NEW YORK (HedgeWorld.com)--The warming weather, along with rising commodities prices, coaxed growth in managers' portfolios as managed futures strategies proved the most fertile ground for hedge fund returns in both the Credit Suisse/Tremont Hedge Fund Index and the FTSE Hedge Global Index. Nearly all categories in both indexes showed increases for the month, with managed futures and equities managers posting the largest gains.
For the Credit Suisse/Tremont index, the month's solid 1.82% return followed a February that brought marginal increase of 0.34%. A weaker U.S. dollar and a strengthening commodities market, especially in base metals, helped managed futures strategies return 4.08% in March, according to Tremont Capital Management Chief Executive Robert I. Schulman. Year-to-date, however, the strategy remains at 4.11%, following a ?? 1/2 2.62% tumble in February.
The month's next-best performing strategies--long/short equity and multi-strategy--returned 2.45% and 2.05%, respectively. Long/short equity managers are up 6.88% year-to-date, while multi-strategy managers are at 5.59%.
"The equity market strengthened as a four-year high in consumer confidence, better than expected employment figures, and extensive corporate activity contributed to the Long/Short Equity sector's positive performance of 2.45% in March," said Oliver Schupp, president of Credit Suisse/Tremont Hedge Fund Index, in a news release.
Convertible arbitrage managers in the Credit Suisse/Tremont Index continued to write a new story for themselves in 2006, adding to positive January and February performance with an increase of 1.48% in March; year-to-date the strategy is up 5.51%. Emerging markets, the category that led February's results with a 1.56% increase, returned 1.37% in March and continues to lead the field in year-to-date earnings with 8.89%.
Nearly all other strategies built on February's meager returns. Equity market neutral managers returned 1.62% in March, following 0.5% in February; event-driven managers returned 1.5%, following 0.34% the previous month; and fixed-income arbitrage returned 0.57%, following 0.06% in February. Global macro, however, slipped to 1.06% from February's 1.23%.
Year-to-date, equity market neutral is up 3.56%; event-driven, 4.81%; fixed income arbitrage, 2.06%; global macro, 5.75%.
The month's lone negative strategy was dedicated short bias, which lost 3.32% following a 0.4% return in February. It is also the only category negative for the year, at ?? 1/2 5.83%.
The rising tide in March also lifted the boats of the Credit Suisse/Tremont index benchmarks. The S&P 500 DRI Index returned 1.24% in March, following a 0.27% gain in February; year-to-date that index is up 4.21%. The FTSE All World Index rose 2.21% in March after being negative 0.05% in February. It is up 7.27% year-to-date.
The picture was similar for Credit Suisse/Tremont's Investable Hedge Fund Index, which finished the month with a 1.53% increase and is positive 3.68% year-to-date. Confirmed performance for February was positive 0.26%. Managed futures and long/short equity sectors led here as well, with gains of 3.19% and 2.81%, respectively.

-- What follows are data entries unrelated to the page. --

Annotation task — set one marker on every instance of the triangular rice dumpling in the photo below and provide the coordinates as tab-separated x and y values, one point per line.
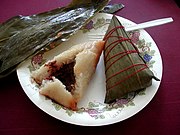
65	77
125	69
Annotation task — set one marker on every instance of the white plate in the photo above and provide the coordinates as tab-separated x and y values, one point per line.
93	111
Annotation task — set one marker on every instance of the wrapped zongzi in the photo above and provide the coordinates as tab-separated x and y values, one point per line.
125	69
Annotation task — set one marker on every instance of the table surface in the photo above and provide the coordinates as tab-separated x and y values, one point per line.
18	115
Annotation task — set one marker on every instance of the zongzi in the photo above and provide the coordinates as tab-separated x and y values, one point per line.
125	69
24	36
65	78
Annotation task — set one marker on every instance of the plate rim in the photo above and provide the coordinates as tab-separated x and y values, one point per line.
101	123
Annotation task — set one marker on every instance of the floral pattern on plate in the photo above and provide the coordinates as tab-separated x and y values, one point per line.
96	109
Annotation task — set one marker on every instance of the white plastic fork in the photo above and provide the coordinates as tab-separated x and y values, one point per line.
148	24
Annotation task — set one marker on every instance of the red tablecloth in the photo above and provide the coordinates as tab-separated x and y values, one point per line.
18	115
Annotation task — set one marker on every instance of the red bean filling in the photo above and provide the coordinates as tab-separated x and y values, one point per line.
66	75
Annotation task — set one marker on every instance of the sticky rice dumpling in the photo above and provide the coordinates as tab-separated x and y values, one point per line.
125	69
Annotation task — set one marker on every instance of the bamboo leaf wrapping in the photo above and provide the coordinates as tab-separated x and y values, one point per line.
125	69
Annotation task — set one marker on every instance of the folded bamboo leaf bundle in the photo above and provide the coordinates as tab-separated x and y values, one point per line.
24	36
125	69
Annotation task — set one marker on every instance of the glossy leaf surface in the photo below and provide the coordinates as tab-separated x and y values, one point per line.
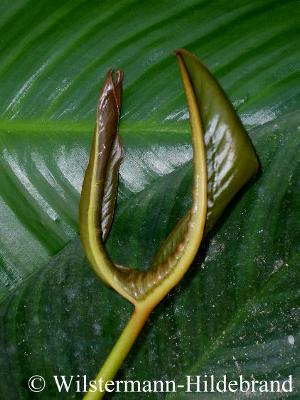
236	309
54	55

Managed futures lead FTSE index too
Directional and event-driven styles were the biggest contributors to the FTSE Hedge Global Index's 1.05% increase in March. Rising oil prices helped the managed futures strategy return 2.9%, making it the leader for the month, while the other two strategies in the index's directional category negated one another's performance--equity hedge managers posted a 1.6% gain as global macro managers showed a 1.6% loss.

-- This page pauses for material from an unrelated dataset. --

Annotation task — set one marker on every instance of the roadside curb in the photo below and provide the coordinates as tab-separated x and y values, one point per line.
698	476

Year-to-date, equity hedge remains the index leader, up 5.1% since the beginning of the year. Managed futures and global macro strategies are positive 2.3% and 2.9%, respectively.
The FTSE Hedge Global Index's event-driven category returned 0.9% in March, with merger arbitrage managers contributing 0.9% and distressed and opportunities managers contributing 1%. Year-to-date the category is positive 3.9%.
Non-directional strategies as a whole were up 0.7% for March. Equity arbitrage led with 1.3% for the month and 4.2% for the year so far, while convertible arbitrage managers returned 0.9% for the month and fixed-income relative value managers returned 0.3%. Year-to-date, those strategies are positive 3% and 1.1%.